I don't want to give away any spoilers, but despite the science based story, it's a more fantastic story than "The Martian", but has that same feel of the first person story (alternated with the flashbacks), as the main character figures his way through many science based problems and reveals more about himself. I enjoyed it as much as "The Martian", but there's a human connection with the main character in "The Martian" that isn't quite there with "Hail Mary", though a suitable substitute is provided. Very recommended.
"Bear Head" (Dogs Of War 2) - Adrian Tchaikovsky. A sequel to Dogs Of War sees Bees exiled/escaped to Mars along with altered humans to build and terraform the planet, pushback from politicians on the subject of uplifted animals moving toward enslaved sentient animals (with people not far behind) and a totally nasty Trump-type politician with bigger, and more awful plans. When a dodgy Mars worker tries to make some extra cash hiding data in his brain implants, he gets more than he bargained for when a cybernetic personality unfolds in his head and accidentally starts a revolution both on Mars and on Earth. A good sequel that expands on the future of the world we saw in "War Dogs", and yet manages to be different and new. The explanation of the "meta-game" makes a lot of sense in the current world.

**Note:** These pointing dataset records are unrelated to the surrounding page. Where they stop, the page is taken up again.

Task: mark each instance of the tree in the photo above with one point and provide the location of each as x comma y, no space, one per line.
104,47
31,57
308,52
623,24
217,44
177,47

"The Doors Of Eden" - Adrian Tchaikovsky. A serious standalone sci-fi novel where a couple of monster hunters run into something nasty while investigating on Salisbury Plain. One of them seems lost in an alternate reality version of Earth, and the other who escapes finds her life spiralling at the loss. Until five years later, they spot each other on a London street. This is a great story that incorporates mad industrialists, alternate realities, computer gods, government agents, and an adventure to save all of the multiverse. This is as good as "Children of Time", but with an author who's had more time to hone his skills, a more expansive and fantastic story, and yet one that resonates more closely as so much of it happens in London in the present day.
At the same time as I was reading this, I read several other SF books that fashionably had to have LGBTQ characters clunkily forced in there, and this is the book that carried it off well, treating a character's sexuality as simply one aspect of their personality, not the whole be all and end all like a flag-waving exercise to show how woke the author was. Highly recommended.